During the 2014 World Cup in Brazil, for example, the bookie ‘shaved’ the phrase ‘C’Mon England PP’ into the rainforest. It was later revealed that the stunt was done in collaboration with Greenpeace to draw attention to the issues in the country. In 2018, when the World Cup was in Russia, the bookmaker had a St. George’s flag sprayed onto a polar bear, later revealing it to be a stunt to draw attention to the plight of the animal.
The ‘Save Our Shirt’ Campaign Revealed
Now we know that the Huddersfield Town kit is another stunt that can be added to the list, with Paddy Power confirming that the original kit was nothing more than a prank. Many suspected as much, but most imagined that the Irish bookmaker would simply swap the giant logo for a much smaller one once the initial publicity stunt had worked its magic. Instead, they’ve asked for the logo to be removed entirely.
The idea behind the campaign is to ask companies, including fellow betting sites, to remove logos from football shirts entirely. Paddy Power have said that football shirts ‘are not billboards’. The company’s Managing Director, Victor Corcoran, said:
Shirt sponsorship in football has gone too far. We accept that there is a role for sponsors around football, but the shirt should be sacred. So, today we are calling on other sponsors to join the Save Our Shirt campaign, and give something back to the fans. As a sponsor, we know our place, and it’s not on your shirt.
Paddy Power has also chosen to donate the sponsorship of the club’s training kits to the charitable Huddersfield Town Foundation. It wasn’t just the home kit that Paddy Power used to make its point, either. The away kit also featured logos from the bookmaker, which celebrated the club’s one hundred and ten year history by having one hundred and ten paddy power logos on it.
Is It Really About ‘Saving Shirts’?
Whilst the initial notion of trying to stop football shirts from being taken over for shameless promotion by various companies, it’s likely that Paddy Power’s real reason for the campaign is about more than that. With more than half of the teams in England’s top two divisions due to be sponsored by betting companies this season, the Irish bookie needed to find something different to take on the competition.
According to Joel Seymour-Hyde, who is the Head of UK Operations at Octagon, the advertising agency that worked with Paddy Power for the campaign, the bookmaker was the perfect company to do this because they’ve long combined sports betting with ‘mischief’. Having been involved in other campaigns around single issues, the company has history of doing just this sort of thing.

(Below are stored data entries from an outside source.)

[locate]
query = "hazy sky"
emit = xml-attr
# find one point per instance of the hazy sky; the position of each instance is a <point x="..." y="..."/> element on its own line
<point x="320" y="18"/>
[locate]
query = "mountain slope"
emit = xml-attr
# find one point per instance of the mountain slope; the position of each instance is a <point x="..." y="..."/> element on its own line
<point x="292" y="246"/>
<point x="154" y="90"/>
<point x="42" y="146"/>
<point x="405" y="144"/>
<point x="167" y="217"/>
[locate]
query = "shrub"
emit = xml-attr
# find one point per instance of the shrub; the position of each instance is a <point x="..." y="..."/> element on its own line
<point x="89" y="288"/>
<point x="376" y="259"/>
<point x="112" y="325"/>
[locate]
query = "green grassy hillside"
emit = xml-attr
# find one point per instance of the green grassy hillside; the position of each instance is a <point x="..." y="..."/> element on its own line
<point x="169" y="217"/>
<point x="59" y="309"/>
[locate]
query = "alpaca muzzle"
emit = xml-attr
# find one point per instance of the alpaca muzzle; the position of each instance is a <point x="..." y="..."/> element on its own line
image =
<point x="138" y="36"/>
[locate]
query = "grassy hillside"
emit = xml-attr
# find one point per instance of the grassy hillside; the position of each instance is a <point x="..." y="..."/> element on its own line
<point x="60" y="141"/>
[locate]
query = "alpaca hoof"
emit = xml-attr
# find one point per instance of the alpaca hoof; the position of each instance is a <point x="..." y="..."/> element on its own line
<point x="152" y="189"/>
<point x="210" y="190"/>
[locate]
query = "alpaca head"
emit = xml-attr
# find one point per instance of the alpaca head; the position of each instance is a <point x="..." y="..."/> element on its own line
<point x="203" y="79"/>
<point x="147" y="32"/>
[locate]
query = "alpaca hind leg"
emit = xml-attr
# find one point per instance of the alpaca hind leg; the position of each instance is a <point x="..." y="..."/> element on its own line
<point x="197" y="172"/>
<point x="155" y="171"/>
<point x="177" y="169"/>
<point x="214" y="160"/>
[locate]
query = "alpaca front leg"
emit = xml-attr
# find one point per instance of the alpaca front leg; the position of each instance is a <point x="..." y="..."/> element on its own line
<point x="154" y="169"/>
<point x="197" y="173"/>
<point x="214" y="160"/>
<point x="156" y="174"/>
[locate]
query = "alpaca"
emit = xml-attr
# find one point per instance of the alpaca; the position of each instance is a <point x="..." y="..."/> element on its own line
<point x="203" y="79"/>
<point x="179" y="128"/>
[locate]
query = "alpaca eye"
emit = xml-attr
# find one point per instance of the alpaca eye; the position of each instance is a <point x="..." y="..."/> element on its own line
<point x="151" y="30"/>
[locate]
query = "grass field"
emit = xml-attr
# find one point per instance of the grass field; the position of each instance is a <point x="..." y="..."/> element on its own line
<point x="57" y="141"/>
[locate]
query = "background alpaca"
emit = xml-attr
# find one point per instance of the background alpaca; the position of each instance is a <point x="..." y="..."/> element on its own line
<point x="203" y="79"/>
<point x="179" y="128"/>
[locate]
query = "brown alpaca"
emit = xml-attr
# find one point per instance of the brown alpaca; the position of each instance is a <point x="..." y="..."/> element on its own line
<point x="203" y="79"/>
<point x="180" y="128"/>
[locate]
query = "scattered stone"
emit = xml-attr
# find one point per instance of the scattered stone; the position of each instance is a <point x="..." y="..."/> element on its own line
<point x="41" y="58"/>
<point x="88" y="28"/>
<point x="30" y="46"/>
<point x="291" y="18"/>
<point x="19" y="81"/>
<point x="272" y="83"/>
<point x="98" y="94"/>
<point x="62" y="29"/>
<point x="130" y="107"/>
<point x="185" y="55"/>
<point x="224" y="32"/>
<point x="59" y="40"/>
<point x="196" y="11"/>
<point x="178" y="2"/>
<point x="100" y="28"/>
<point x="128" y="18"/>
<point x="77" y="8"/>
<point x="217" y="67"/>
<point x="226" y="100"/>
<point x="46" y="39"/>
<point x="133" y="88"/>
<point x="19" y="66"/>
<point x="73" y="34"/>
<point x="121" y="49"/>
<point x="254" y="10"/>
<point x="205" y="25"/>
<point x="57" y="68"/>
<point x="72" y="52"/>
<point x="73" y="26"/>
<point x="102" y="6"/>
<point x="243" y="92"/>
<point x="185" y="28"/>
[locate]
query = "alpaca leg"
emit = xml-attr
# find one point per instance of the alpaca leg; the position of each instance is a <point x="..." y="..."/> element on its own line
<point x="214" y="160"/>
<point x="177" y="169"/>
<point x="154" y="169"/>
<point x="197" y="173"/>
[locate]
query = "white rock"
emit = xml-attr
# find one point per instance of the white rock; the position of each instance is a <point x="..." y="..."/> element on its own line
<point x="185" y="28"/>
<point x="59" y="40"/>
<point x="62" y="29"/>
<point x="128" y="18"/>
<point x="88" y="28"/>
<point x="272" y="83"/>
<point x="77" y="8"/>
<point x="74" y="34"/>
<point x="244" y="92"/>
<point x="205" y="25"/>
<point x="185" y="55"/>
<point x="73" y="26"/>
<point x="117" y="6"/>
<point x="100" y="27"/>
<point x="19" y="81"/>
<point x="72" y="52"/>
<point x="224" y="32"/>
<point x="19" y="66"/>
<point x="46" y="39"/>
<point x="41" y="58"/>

The encouragement to get other betting companies to also drop their logos on football shirts was never likely to pay off, it has gained Paddy Power a wealth of publicity that money can’t buy. They have the photos of the Huddersfield Town kit emblazoned with their logo in the public domain, as well as the ‘good will’ that accompanies not having a logo on it at all. Some will argue it’s the perfect advertising campaign.